Having extra fat in the hip area can be quite frustrating. This accumulation can be from a combination of hormones, genetics, diet, age, and lack of exercise. Poor sleep and stress can also be contributors. Since it’s not possible to target fat loss specifically for your hips, we turned to the experts to learn four bed exercises that’ll trim hip overhang better than ab workouts after 50.
Bed exercises can be quite beneficial when it comes to losing fat and toning your hips by activating your core and glutes. These low-impact movements are a great choice if you’re just starting out or if you have joint pain.
Keep in mind that these exercises are quite productive, but you will see results even faster if the workout is paired with a calorie deficit.
The Benefits of Bed Exercises

“Bed-based exercises can be effective because they reduce joint strain while allowing consistent activation of the hips and core,” explains Karen Ann Canham, CEO and founder of Karen Ann Wellness. “After 50, many people avoid floor workouts due to discomfort which limits consistency. The bed provides support so muscles can engage without tension in the neck or lower back. These movements target stabilizing muscles rather than aggressive flexion. Gentle resistance and repetition improve muscle tone over time. Consistency matters more than intensity for body recomposition. Comfort increases follow through which drives results.”
Side-Lying Leg Lifts
Side-lying leg lifts fire up your outer hips.
- Begin by lying on one side with your legs stacked, your head resting on your bottom arm, and your top hand placed on your hip.
- Lift your top leg upward.
- Hold it for a moment.
- Slowly lower.
- Repeat on the other side.
- Perform 2 sets of 15 reps on each side.
Clamshell
Bent-knee clamshells strengthen the hip stabilizers.
- Lie on your side with your knees stacked and bent.

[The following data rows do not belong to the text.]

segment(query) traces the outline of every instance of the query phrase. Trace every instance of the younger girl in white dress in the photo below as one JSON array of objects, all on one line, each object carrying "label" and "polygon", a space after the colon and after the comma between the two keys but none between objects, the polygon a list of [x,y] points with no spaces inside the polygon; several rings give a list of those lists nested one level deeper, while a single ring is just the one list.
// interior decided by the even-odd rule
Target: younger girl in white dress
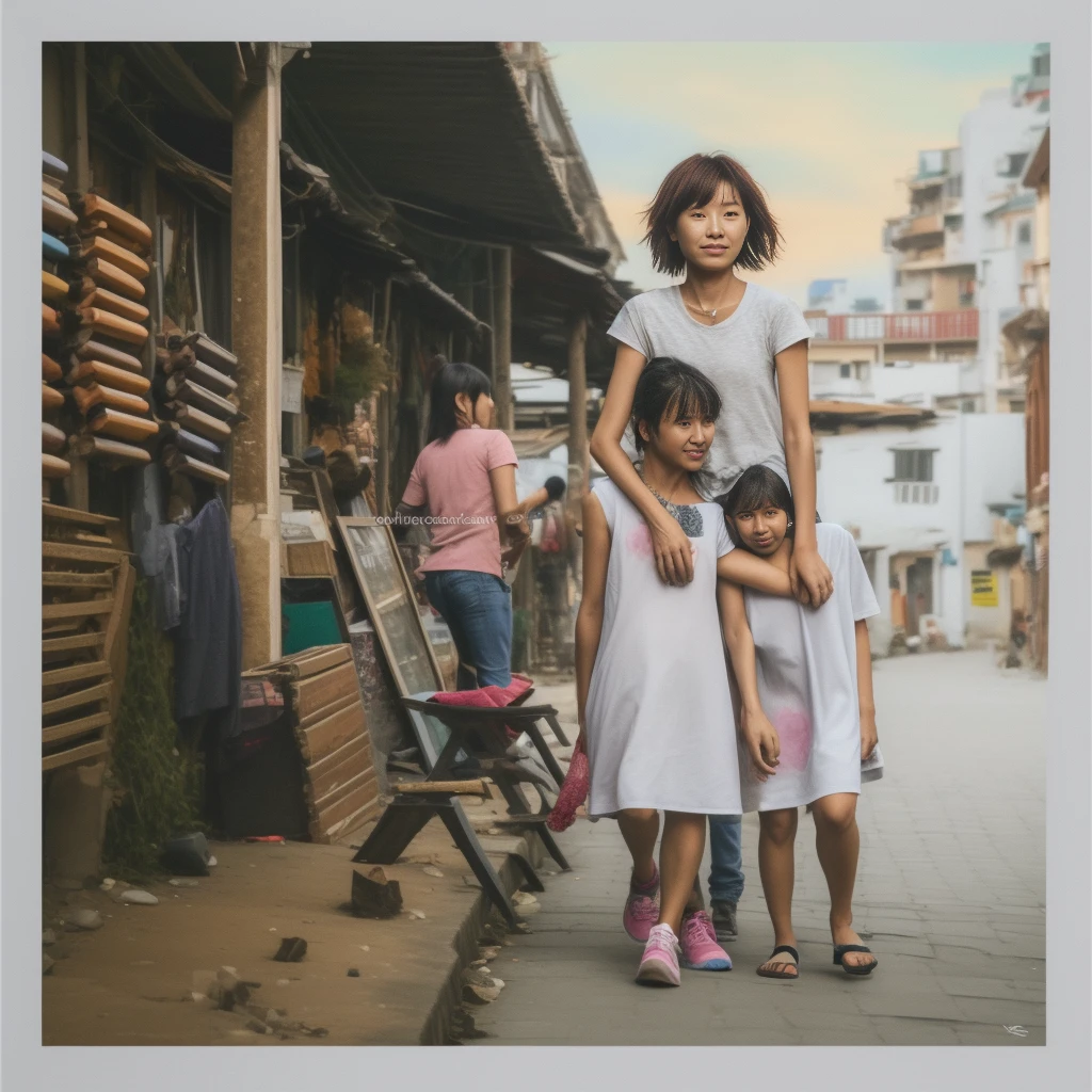
[{"label": "younger girl in white dress", "polygon": [[[736,542],[770,569],[788,572],[793,500],[768,466],[749,467],[724,501]],[[810,804],[816,850],[830,890],[834,963],[869,974],[876,958],[853,930],[853,887],[860,839],[856,807],[860,762],[876,747],[873,666],[865,619],[879,614],[853,536],[816,525],[819,554],[834,578],[830,600],[812,610],[722,582],[724,633],[739,684],[739,758],[745,811],[758,811],[759,871],[773,922],[774,949],[758,973],[796,978],[793,846],[797,808]]]},{"label": "younger girl in white dress", "polygon": [[679,985],[680,941],[686,966],[732,966],[704,911],[686,912],[705,817],[738,814],[741,804],[717,574],[791,594],[787,571],[733,551],[720,506],[695,489],[720,402],[701,372],[670,358],[645,366],[633,399],[640,473],[690,541],[691,583],[660,579],[648,523],[608,478],[583,503],[577,701],[591,771],[587,810],[617,818],[632,855],[622,921],[630,937],[645,941],[638,982],[656,985]]}]

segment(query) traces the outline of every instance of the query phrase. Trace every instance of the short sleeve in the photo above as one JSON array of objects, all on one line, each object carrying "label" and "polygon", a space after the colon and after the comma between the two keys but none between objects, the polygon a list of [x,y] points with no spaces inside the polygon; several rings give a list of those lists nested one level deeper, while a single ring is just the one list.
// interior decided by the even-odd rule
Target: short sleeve
[{"label": "short sleeve", "polygon": [[592,492],[603,509],[610,534],[614,535],[615,517],[618,514],[618,487],[609,478],[600,478],[592,486]]},{"label": "short sleeve", "polygon": [[776,356],[790,345],[811,337],[811,328],[800,309],[785,296],[774,302],[770,316],[770,356]]},{"label": "short sleeve", "polygon": [[[720,513],[721,506],[716,506],[716,510]],[[717,558],[724,557],[725,554],[731,554],[736,548],[736,544],[732,541],[732,535],[728,534],[728,524],[724,519],[723,514],[719,514],[716,518],[716,556]]]},{"label": "short sleeve", "polygon": [[607,336],[613,337],[616,342],[621,342],[622,345],[628,345],[630,348],[636,348],[645,360],[651,360],[653,356],[652,345],[644,323],[641,321],[637,298],[639,297],[626,300],[625,306],[610,323]]},{"label": "short sleeve", "polygon": [[873,582],[868,579],[868,570],[862,560],[857,544],[848,533],[845,536],[845,562],[853,620],[860,621],[863,618],[873,618],[880,613],[880,605],[876,600],[876,592],[873,591]]},{"label": "short sleeve", "polygon": [[515,455],[515,448],[508,438],[507,432],[499,428],[489,429],[489,443],[486,447],[486,468],[495,471],[498,466],[519,466],[520,460]]},{"label": "short sleeve", "polygon": [[422,456],[418,455],[417,461],[413,464],[405,491],[402,494],[402,503],[407,508],[420,508],[428,501],[428,490],[425,488],[424,475],[420,472],[420,460]]}]

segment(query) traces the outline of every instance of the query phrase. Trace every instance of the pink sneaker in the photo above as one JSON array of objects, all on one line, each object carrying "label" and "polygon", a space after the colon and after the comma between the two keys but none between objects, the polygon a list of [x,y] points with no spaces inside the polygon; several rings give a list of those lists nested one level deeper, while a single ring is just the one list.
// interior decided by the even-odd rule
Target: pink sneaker
[{"label": "pink sneaker", "polygon": [[[655,868],[655,866],[653,866]],[[642,945],[649,939],[649,930],[660,916],[660,870],[655,869],[648,883],[629,886],[629,898],[621,913],[621,924],[632,940]]]},{"label": "pink sneaker", "polygon": [[644,946],[637,981],[642,986],[679,985],[679,943],[669,925],[653,925]]},{"label": "pink sneaker", "polygon": [[703,910],[682,918],[682,966],[691,971],[731,971],[732,959],[716,942],[713,923]]}]

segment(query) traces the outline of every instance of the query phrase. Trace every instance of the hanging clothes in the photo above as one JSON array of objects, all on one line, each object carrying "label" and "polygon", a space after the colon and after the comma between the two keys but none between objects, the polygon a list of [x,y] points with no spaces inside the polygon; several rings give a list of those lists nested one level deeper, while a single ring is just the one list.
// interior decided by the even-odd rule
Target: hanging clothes
[{"label": "hanging clothes", "polygon": [[227,510],[217,497],[178,535],[182,610],[175,640],[175,715],[221,712],[221,740],[238,734],[242,607]]}]

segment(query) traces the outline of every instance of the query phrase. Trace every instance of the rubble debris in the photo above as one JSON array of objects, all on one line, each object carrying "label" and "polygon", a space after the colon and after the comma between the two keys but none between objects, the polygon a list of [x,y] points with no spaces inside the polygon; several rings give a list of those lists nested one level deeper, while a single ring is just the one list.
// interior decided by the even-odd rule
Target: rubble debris
[{"label": "rubble debris", "polygon": [[307,954],[307,941],[302,937],[285,937],[273,957],[278,963],[298,963]]},{"label": "rubble debris", "polygon": [[158,906],[159,900],[150,891],[122,891],[118,895],[118,902],[123,902],[129,906]]},{"label": "rubble debris", "polygon": [[389,880],[379,867],[367,876],[353,869],[352,910],[357,917],[393,917],[402,910],[399,881]]},{"label": "rubble debris", "polygon": [[64,928],[69,933],[78,933],[80,929],[100,929],[103,927],[103,915],[97,910],[81,907],[73,910],[64,919]]}]

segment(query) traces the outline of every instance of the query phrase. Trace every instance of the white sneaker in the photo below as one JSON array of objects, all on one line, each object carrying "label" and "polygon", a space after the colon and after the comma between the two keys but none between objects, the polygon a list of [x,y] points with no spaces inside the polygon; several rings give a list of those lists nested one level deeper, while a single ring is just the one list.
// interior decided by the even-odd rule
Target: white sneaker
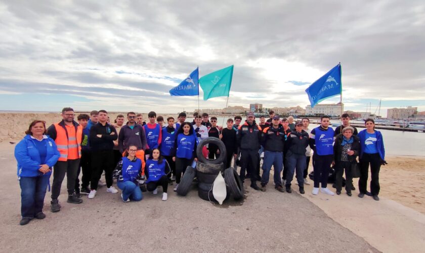
[{"label": "white sneaker", "polygon": [[110,192],[111,193],[118,193],[118,190],[117,190],[113,186],[111,186],[108,188],[106,188],[106,192]]},{"label": "white sneaker", "polygon": [[329,194],[331,196],[333,196],[334,195],[335,195],[335,194],[333,193],[333,192],[332,192],[332,191],[331,191],[330,190],[329,190],[328,188],[320,188],[320,192],[323,192],[323,193],[326,193],[326,194]]},{"label": "white sneaker", "polygon": [[122,198],[122,193],[121,193],[121,199],[122,199],[122,202],[130,202],[130,198],[128,198],[126,200],[124,200]]},{"label": "white sneaker", "polygon": [[317,195],[319,194],[319,188],[317,187],[313,188],[313,191],[311,192],[313,195]]},{"label": "white sneaker", "polygon": [[98,185],[99,186],[105,186],[105,185],[106,185],[106,183],[103,183],[103,182],[102,182],[102,180],[99,180],[99,182],[98,183]]},{"label": "white sneaker", "polygon": [[89,193],[89,198],[93,198],[95,197],[95,196],[96,195],[96,190],[92,190],[90,191],[90,193]]}]

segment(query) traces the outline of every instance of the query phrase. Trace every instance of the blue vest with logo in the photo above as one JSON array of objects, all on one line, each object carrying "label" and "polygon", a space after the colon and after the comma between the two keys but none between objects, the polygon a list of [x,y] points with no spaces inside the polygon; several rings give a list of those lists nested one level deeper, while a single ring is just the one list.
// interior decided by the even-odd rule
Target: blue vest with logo
[{"label": "blue vest with logo", "polygon": [[179,158],[192,159],[193,158],[193,149],[196,137],[193,135],[185,135],[179,134],[177,136],[177,151],[176,156]]},{"label": "blue vest with logo", "polygon": [[153,149],[158,148],[158,139],[159,138],[159,131],[161,131],[161,126],[159,124],[156,124],[155,128],[150,129],[146,124],[143,126],[145,128],[145,132],[146,132],[146,141],[149,148]]},{"label": "blue vest with logo", "polygon": [[140,159],[137,158],[136,161],[132,161],[127,157],[123,157],[122,181],[135,182],[141,167],[142,160]]},{"label": "blue vest with logo", "polygon": [[161,164],[158,164],[158,161],[154,161],[152,159],[148,159],[146,161],[145,170],[147,170],[149,178],[146,180],[146,183],[150,182],[156,182],[161,177],[165,174],[165,159],[162,160]]},{"label": "blue vest with logo", "polygon": [[162,129],[162,139],[161,140],[161,154],[162,155],[171,155],[174,153],[174,142],[176,141],[176,131],[169,133],[166,128]]},{"label": "blue vest with logo", "polygon": [[333,130],[328,128],[324,131],[320,126],[315,129],[316,132],[314,140],[316,142],[316,151],[319,155],[333,154]]}]

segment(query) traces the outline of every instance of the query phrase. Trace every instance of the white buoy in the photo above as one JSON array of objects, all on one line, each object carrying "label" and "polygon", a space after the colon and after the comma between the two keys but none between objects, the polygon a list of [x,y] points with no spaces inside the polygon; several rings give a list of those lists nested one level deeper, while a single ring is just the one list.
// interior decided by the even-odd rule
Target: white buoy
[{"label": "white buoy", "polygon": [[224,179],[221,173],[219,173],[216,180],[214,180],[214,184],[212,185],[212,195],[220,204],[223,204],[223,201],[227,195],[226,182],[224,182]]}]

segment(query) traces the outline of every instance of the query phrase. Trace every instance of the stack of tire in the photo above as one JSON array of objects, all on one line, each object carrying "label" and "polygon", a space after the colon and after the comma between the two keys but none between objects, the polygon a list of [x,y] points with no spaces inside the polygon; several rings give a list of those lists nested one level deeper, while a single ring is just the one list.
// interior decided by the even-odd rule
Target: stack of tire
[{"label": "stack of tire", "polygon": [[[209,160],[202,155],[202,148],[209,144],[216,145],[220,155],[215,160]],[[199,143],[196,149],[198,161],[196,168],[188,166],[177,188],[177,194],[186,196],[192,188],[195,178],[198,181],[198,196],[205,200],[216,201],[212,195],[212,184],[219,173],[224,174],[227,196],[232,196],[235,200],[243,197],[243,185],[237,172],[232,167],[225,168],[223,161],[226,159],[226,147],[223,143],[215,137],[208,137]]]},{"label": "stack of tire", "polygon": [[[210,160],[202,155],[202,149],[207,144],[216,145],[220,150],[217,159]],[[237,173],[232,167],[226,168],[226,151],[224,144],[219,139],[208,137],[201,141],[196,149],[196,178],[198,179],[198,196],[205,200],[216,201],[212,195],[212,184],[219,173],[224,173],[228,199],[232,195],[235,199],[243,197],[243,185]],[[179,186],[180,187],[180,185]]]}]

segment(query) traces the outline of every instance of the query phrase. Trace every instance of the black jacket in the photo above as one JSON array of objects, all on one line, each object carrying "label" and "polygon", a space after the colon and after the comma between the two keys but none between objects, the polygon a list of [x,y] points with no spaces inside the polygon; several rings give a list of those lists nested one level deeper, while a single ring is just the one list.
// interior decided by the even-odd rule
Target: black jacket
[{"label": "black jacket", "polygon": [[251,125],[245,120],[245,123],[239,126],[236,138],[241,150],[258,150],[261,141],[261,128],[255,120]]},{"label": "black jacket", "polygon": [[[335,143],[333,144],[333,160],[341,161],[341,154],[343,151],[343,146],[341,144],[343,143],[343,137],[344,135],[339,134],[335,138]],[[348,156],[349,161],[354,162],[356,160],[356,157],[359,155],[360,152],[360,139],[357,136],[353,135],[354,140],[351,144],[351,150],[354,151],[354,154]]]},{"label": "black jacket", "polygon": [[[113,135],[111,135],[114,133]],[[97,135],[102,135],[101,138]],[[93,125],[90,129],[90,144],[93,151],[102,150],[112,150],[114,148],[113,141],[118,139],[116,130],[112,125],[106,123],[105,125],[100,122]]]},{"label": "black jacket", "polygon": [[273,125],[263,130],[261,135],[262,145],[264,149],[269,151],[283,152],[285,146],[285,130],[279,124],[277,129]]},{"label": "black jacket", "polygon": [[302,130],[301,133],[294,130],[291,132],[286,141],[287,155],[292,154],[306,155],[306,148],[309,145],[309,134],[304,130]]}]

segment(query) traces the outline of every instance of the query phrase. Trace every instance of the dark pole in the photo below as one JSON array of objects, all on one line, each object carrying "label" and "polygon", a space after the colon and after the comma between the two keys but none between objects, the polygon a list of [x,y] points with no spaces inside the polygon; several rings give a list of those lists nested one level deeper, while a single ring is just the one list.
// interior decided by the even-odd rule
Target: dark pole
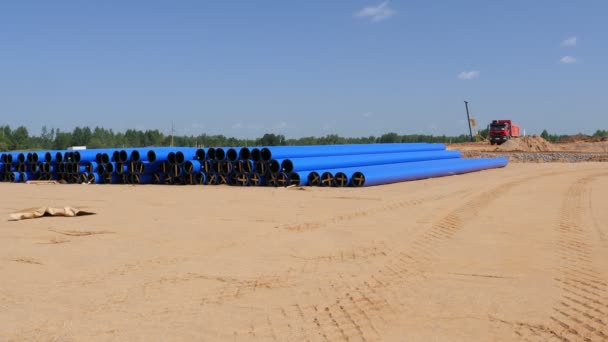
[{"label": "dark pole", "polygon": [[471,136],[471,141],[473,141],[473,130],[471,130],[471,118],[469,117],[469,102],[464,101],[464,106],[467,109],[467,122],[469,123],[469,135]]}]

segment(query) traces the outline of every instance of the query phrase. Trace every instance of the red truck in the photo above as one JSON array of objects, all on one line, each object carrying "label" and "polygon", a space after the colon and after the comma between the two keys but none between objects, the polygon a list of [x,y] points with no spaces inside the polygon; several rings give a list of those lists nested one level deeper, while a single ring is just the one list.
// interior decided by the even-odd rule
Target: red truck
[{"label": "red truck", "polygon": [[519,136],[519,126],[511,120],[492,120],[490,123],[490,144],[502,144],[505,141]]}]

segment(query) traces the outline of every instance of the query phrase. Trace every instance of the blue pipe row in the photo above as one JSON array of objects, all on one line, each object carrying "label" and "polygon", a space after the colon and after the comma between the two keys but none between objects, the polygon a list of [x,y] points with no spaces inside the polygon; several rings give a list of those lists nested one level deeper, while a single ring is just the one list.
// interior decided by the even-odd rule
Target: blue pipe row
[{"label": "blue pipe row", "polygon": [[[291,158],[281,161],[271,160],[272,172],[296,172],[306,170],[323,170],[334,168],[347,168],[354,166],[396,164],[435,159],[460,158],[460,151],[423,151],[423,152],[396,152],[381,154],[358,154],[316,158]],[[273,163],[274,161],[274,163]],[[276,165],[280,164],[280,169]]]},{"label": "blue pipe row", "polygon": [[271,159],[443,150],[445,150],[444,144],[429,143],[275,146],[262,148],[260,157],[264,161],[269,161]]}]

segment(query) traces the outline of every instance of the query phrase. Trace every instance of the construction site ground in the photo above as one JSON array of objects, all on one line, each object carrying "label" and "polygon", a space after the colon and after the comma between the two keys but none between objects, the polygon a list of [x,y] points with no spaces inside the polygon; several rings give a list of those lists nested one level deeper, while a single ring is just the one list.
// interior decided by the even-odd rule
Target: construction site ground
[{"label": "construction site ground", "polygon": [[[0,184],[2,341],[606,341],[608,164],[369,188]],[[8,217],[8,216],[5,216]]]},{"label": "construction site ground", "polygon": [[527,136],[501,145],[489,141],[449,144],[448,149],[461,151],[465,158],[506,157],[514,163],[608,161],[608,141],[572,140],[550,143],[539,136]]}]

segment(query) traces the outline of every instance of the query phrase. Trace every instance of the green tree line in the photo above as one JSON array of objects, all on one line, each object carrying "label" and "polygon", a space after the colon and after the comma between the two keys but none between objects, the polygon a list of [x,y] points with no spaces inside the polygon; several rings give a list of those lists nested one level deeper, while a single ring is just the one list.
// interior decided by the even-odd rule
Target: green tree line
[{"label": "green tree line", "polygon": [[[546,130],[545,139],[558,141],[562,136],[551,135]],[[594,136],[606,137],[608,131],[598,130]],[[342,137],[328,134],[320,137],[288,139],[282,134],[266,133],[257,139],[239,139],[224,135],[181,135],[163,134],[159,130],[128,129],[115,132],[103,127],[76,127],[71,132],[42,127],[39,135],[30,135],[24,126],[12,129],[9,125],[0,126],[0,151],[12,150],[63,150],[69,146],[87,148],[136,147],[136,146],[281,146],[281,145],[326,145],[326,144],[369,144],[400,142],[458,143],[469,141],[469,136],[436,136],[428,134],[400,135],[389,132],[381,136]]]}]

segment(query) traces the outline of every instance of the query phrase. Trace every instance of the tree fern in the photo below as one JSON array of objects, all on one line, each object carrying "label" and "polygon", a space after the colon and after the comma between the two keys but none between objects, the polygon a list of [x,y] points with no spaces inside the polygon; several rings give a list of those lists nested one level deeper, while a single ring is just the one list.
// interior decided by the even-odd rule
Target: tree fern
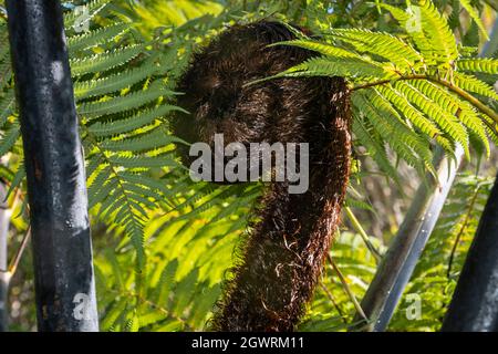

- Keep your feet together as you lift your top knee, like a clamshell opening.
- Lower.
- Avoid rotating through your lower back.
- Perform 2 sets of 12 reps.
Glute Bridges
A glute bridge with your feet flat on the mattress fires up the glutes, hips, and hamstrings.
- Begin by lying flat on your back with bent knees and feet hip-width apart on the floor, arms at your sides with palms pressing into the ground.
- Press through your heels to lift your hips until your body forms a straight line from head to heels.
- Squeeze your buttocks, holding at the top for a moment.
- Lower your hips back to the start position.
- Perform 2 sets of 12 reps.
Heel Slides
Heel slides engage the inner thigh muscles while challenging core control.
- Start by lying flat on your back with your legs on the mattress.
- Place your arms at your sides and gently press your lower back into the mattress.
- Slide one heel back toward your hips before lengthening it back out.
- Complete 2 sets of 10 reps on each side to boost joint mobility and the hip flexors.